Edit: Let me make the independence example more clear. If $x$ and $y$ are statistically-independent, then $p[x,y] = p[x]p[y]$, where $p[x] = \sum_y p[x,y]$. The test for statistical independence is $\Delta = p[x,y] - p[x]p[y] = 0$. $\Delta$ is invariant of the order of $x$ and $y$, and thus an optimal $f(p)$ should preserve that information. It is easy to verify that my attempt 2. does not preserve this information, so it is not optimal

Edit 2: There was a request to know the purpose of this exercise. It is as follows. I have a recording of many variables (e.g. 50) over many trials (e.g. 1000). I want to explore what sort of pairwise and triple-wise statistical relations are likely among these variables. For this purpose, I can compute all pairwise and triple-wise empirical PMF's. Now I would like to perform some classification/clustering on those PMF's. A standard tool to use a low-dimensional embedding, e.g. tSNE. However, to do the embedding, the dimensions of the PMFs have to have the same meaning for all PMFs.
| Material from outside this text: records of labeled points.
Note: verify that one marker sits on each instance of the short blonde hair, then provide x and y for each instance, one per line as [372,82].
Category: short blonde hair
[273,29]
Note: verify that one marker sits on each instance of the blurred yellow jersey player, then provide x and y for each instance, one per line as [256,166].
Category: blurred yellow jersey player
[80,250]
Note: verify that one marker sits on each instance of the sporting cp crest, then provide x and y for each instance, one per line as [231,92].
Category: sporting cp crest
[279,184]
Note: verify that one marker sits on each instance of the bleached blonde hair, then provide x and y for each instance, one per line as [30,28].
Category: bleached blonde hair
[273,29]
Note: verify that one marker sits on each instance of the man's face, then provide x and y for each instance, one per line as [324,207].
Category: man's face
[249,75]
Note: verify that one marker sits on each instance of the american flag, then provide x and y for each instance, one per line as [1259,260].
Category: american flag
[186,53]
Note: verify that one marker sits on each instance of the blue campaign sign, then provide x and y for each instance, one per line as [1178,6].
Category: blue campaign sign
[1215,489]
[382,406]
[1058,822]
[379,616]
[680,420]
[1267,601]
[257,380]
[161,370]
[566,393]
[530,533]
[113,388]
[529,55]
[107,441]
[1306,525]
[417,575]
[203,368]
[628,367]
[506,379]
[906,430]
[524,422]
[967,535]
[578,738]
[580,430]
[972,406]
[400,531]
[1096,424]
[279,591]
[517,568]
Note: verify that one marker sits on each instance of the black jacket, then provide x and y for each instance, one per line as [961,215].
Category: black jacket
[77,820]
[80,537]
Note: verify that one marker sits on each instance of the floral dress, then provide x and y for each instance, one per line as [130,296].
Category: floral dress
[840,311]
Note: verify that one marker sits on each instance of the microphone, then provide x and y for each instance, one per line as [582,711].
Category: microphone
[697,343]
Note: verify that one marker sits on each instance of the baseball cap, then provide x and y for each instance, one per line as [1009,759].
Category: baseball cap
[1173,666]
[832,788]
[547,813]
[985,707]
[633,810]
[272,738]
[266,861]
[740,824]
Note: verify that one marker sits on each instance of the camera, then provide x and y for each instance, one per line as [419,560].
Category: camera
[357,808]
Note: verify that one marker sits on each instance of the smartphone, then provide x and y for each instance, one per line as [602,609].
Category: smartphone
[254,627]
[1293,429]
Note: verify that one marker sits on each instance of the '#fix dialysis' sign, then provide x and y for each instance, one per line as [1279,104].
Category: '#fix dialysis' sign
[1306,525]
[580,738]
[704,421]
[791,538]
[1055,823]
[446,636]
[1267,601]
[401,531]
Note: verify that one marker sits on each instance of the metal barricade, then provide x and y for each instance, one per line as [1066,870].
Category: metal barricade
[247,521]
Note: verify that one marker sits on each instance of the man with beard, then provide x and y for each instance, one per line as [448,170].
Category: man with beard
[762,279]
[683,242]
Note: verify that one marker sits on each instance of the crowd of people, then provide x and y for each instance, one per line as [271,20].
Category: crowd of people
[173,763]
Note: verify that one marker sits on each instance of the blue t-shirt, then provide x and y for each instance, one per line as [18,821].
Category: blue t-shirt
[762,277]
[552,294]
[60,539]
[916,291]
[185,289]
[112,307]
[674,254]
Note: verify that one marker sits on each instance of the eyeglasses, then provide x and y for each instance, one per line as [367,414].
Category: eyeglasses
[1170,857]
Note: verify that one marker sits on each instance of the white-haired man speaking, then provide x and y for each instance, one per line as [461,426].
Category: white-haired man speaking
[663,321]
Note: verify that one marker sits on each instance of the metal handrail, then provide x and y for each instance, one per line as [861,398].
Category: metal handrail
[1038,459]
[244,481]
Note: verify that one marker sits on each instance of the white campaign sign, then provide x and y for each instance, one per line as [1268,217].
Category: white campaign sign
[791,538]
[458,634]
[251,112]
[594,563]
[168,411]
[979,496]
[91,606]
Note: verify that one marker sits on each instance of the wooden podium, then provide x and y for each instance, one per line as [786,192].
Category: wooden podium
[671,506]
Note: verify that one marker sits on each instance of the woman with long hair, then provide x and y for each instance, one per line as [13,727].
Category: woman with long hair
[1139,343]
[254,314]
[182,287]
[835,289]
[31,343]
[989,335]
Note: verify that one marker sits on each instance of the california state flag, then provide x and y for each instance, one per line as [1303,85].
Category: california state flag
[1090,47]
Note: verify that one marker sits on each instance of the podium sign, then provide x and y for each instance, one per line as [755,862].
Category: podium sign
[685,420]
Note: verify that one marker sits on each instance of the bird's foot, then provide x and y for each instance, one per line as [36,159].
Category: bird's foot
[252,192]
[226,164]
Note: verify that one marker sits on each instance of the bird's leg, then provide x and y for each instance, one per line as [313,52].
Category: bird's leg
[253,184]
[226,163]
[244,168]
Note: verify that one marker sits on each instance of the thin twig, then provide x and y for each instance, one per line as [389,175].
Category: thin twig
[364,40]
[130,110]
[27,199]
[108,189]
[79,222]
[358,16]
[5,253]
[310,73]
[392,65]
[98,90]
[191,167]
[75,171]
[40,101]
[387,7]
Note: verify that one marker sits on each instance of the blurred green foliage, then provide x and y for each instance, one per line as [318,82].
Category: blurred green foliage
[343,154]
This is where the problem comes in - if I can succeed to filter out the permutation-asymmetric part from the PMFs, the resulting vectors will all have the same meaning, and can be clustered. For this reason, there are other properties of $f$ that are desirable for good result. Namely, it would be good if $f$ does not experience discontinuous jumps due to small perturbations. Generally, it would be good if $f$ does not amplify small differences and does not dampen large differences.

2

There are 2 best solutions below

1
On

Here is a standard tool which does something like this, although it satisfies a modified version of your first condition. Namely, you can think of the joint distribution in $\mathbb{R}^{n \times n}$ as an $n \times n$ matrix, compute the $k$ largest singular values $\sigma_1 \ge \dots \ge \sigma_k$ in its singular value decomposition $P = U \Sigma V^T$, and take the truncated SVD

$$P_k = U_k \Sigma_k V_k^T$$

where only the $k$ largest singular values and the corresponding singular vectors are kept and the others are discarded. By the Eckhart-Young theorem this is the best approximation of $P$ by a matrix of rank $\le k$, with respect to both the operator / spectral norm and the Frobenius / Hilbert-Schmidt norm. The accuracy of the approximation is controlled by the next largest singular value $\sigma_{k+1}$ (at least in the operator norm) so if this is small then the approximation is good.

This is like trying to compute the best approximation of the joint distribution by a mixture of $k$ distributions where $x$ and $y$ are independent (these correspond to rank-$1$ matrices) except that $P_k$ is not guaranteed to be non-negative or to sum to $1$. It's an interesting question what is the actual best approximation by a mixture of $k$ distributions where $x$ and $y$ are independent; I don't know the answer.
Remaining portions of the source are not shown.